The Trump administration’s new budget proposal includes massive cuts to Medicaid that health policy experts are characterizing as “astounding.”
These cuts could result in at least 14 million low-income people losing their Medicaid benefits over the next decade, according to an estimate from the Congressional Budget Office (CBO) that examined part of the proposal.
The human impact would likely be much greater than that, however. The CBO estimate, which was released earlier this month, doesn’t take into account the full scope of the proposed hundreds of billions in budget cuts.
Trump’s budget document, called “A New Foundation for American Greatness,” assumes the Obamacare replacement bill that was narrowly passed by the House in early May will become law. That legislation proposes slashing Medicaid funding by $800 billion over the next 10 years, which is about 25 percent less funding than the CBO projects under current law.
But the draft document that was published online Monday evening suggests Trump’s budget will go even further than that — calling for an additional $610 billion in cuts to the program over the next decade.
The Health and Human Services (HHS) budget document was removed shortly after it was made public on Monday, after the administration appeared to accidentally break its embargo. But several reporters took screenshots of the document while it was still up.
If that version of the budget is accurate, its impact on Medicaid could be staggering. It would essentially result in cutting the program’s funding in half by the end of the tenth year.
The proposal would also pave the way for restructuring Medicaid in significant ways that would ultimately reduce access to care.

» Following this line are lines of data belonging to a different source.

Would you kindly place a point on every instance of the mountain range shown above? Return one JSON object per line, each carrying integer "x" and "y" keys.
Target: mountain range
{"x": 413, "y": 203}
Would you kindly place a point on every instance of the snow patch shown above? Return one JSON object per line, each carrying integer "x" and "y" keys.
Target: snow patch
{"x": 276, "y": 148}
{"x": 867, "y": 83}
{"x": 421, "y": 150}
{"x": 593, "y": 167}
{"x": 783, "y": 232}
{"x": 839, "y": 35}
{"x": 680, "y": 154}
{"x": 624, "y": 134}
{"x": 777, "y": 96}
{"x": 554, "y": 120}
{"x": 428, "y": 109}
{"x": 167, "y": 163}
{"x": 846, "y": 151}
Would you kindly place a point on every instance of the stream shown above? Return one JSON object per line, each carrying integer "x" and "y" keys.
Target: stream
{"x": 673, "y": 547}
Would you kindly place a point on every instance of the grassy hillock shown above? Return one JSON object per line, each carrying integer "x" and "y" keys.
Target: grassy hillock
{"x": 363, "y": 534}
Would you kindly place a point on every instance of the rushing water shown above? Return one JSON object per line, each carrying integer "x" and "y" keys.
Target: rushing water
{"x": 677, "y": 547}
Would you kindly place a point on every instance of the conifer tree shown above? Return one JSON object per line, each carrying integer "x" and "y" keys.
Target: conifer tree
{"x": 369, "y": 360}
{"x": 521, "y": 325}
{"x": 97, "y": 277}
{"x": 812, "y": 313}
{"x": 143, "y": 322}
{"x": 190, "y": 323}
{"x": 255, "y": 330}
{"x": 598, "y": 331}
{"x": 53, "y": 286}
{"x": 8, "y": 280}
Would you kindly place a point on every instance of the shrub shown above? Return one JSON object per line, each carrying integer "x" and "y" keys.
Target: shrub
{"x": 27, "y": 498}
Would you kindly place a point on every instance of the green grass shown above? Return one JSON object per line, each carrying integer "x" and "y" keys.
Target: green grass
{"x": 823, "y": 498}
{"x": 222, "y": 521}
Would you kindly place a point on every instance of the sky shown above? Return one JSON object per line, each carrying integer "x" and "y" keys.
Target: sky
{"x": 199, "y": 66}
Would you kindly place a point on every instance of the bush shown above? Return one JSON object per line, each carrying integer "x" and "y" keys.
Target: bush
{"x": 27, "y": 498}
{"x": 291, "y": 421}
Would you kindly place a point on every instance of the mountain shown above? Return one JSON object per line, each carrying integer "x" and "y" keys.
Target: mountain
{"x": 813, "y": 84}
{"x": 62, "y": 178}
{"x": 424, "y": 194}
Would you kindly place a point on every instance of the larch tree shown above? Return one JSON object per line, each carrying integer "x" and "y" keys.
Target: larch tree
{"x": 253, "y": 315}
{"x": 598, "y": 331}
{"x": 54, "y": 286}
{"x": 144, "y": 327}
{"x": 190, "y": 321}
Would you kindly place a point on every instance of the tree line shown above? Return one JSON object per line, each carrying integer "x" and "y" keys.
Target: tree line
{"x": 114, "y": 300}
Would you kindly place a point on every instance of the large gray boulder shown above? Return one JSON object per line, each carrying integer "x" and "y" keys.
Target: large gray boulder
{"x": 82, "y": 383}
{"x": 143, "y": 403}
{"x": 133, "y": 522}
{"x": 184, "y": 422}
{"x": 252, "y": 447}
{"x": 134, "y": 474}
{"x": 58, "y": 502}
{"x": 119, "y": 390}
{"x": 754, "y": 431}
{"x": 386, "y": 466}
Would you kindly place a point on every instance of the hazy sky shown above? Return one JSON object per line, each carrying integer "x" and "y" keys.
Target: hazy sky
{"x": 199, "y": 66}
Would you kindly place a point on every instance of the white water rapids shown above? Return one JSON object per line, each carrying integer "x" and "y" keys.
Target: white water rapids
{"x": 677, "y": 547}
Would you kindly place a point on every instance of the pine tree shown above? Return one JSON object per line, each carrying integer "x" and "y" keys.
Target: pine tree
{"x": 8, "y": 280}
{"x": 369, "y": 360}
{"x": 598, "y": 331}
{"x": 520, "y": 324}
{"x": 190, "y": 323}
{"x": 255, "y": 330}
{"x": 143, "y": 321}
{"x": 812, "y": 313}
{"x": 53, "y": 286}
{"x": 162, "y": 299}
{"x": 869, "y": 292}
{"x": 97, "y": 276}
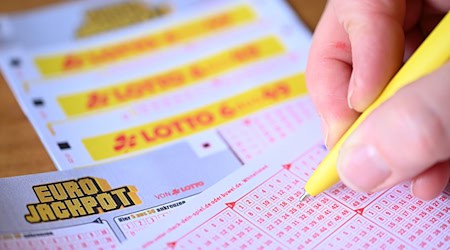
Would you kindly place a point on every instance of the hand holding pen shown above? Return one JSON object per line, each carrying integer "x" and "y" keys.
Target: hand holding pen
{"x": 358, "y": 47}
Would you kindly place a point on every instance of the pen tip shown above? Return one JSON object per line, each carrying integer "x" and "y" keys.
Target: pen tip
{"x": 304, "y": 196}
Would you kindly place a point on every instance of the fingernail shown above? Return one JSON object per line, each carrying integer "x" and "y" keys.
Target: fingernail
{"x": 362, "y": 168}
{"x": 411, "y": 188}
{"x": 351, "y": 89}
{"x": 324, "y": 130}
{"x": 349, "y": 96}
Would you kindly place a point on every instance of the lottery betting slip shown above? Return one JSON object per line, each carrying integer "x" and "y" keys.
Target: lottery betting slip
{"x": 76, "y": 20}
{"x": 126, "y": 93}
{"x": 257, "y": 207}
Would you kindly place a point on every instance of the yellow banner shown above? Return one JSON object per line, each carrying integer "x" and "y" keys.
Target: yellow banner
{"x": 173, "y": 128}
{"x": 95, "y": 57}
{"x": 112, "y": 96}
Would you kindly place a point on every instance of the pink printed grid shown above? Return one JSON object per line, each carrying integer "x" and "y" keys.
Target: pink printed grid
{"x": 269, "y": 217}
{"x": 96, "y": 239}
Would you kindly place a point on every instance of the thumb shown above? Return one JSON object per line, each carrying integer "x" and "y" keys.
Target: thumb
{"x": 375, "y": 31}
{"x": 402, "y": 138}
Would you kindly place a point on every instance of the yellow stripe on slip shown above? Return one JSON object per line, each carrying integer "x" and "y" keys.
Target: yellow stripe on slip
{"x": 159, "y": 132}
{"x": 112, "y": 96}
{"x": 110, "y": 53}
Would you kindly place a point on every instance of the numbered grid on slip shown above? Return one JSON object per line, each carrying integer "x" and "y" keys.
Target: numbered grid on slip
{"x": 250, "y": 136}
{"x": 95, "y": 239}
{"x": 360, "y": 233}
{"x": 306, "y": 164}
{"x": 420, "y": 223}
{"x": 227, "y": 230}
{"x": 274, "y": 207}
{"x": 131, "y": 228}
{"x": 352, "y": 199}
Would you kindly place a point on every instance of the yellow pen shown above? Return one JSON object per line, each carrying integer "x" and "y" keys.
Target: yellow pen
{"x": 431, "y": 54}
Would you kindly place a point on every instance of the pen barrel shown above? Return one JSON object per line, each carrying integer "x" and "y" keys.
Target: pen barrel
{"x": 432, "y": 53}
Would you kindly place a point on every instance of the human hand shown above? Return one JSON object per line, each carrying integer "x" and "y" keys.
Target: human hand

For example, it would transition the program to either a block grant or a per capita cap, which would make it difficult for Medicaid funding to keep pace with growing health care costs and the rate of inflation. It would also permit states to impose work requirements in exchange for Medicaid benefits, which experts say is a misunderstanding of how health insurance interacts with employment among low-income populations.
Although the budget proposal doesn’t include direct cuts to Medicare, which Trump has repeatedly promised not to touch, deep cuts to Medicaid will hurt the older Americans who rely on Medicare. The Medicaid program covers some Medicare beneficiaries — the people known as “dual-eligible beneficiaries”—along with the majority of nursing home residents.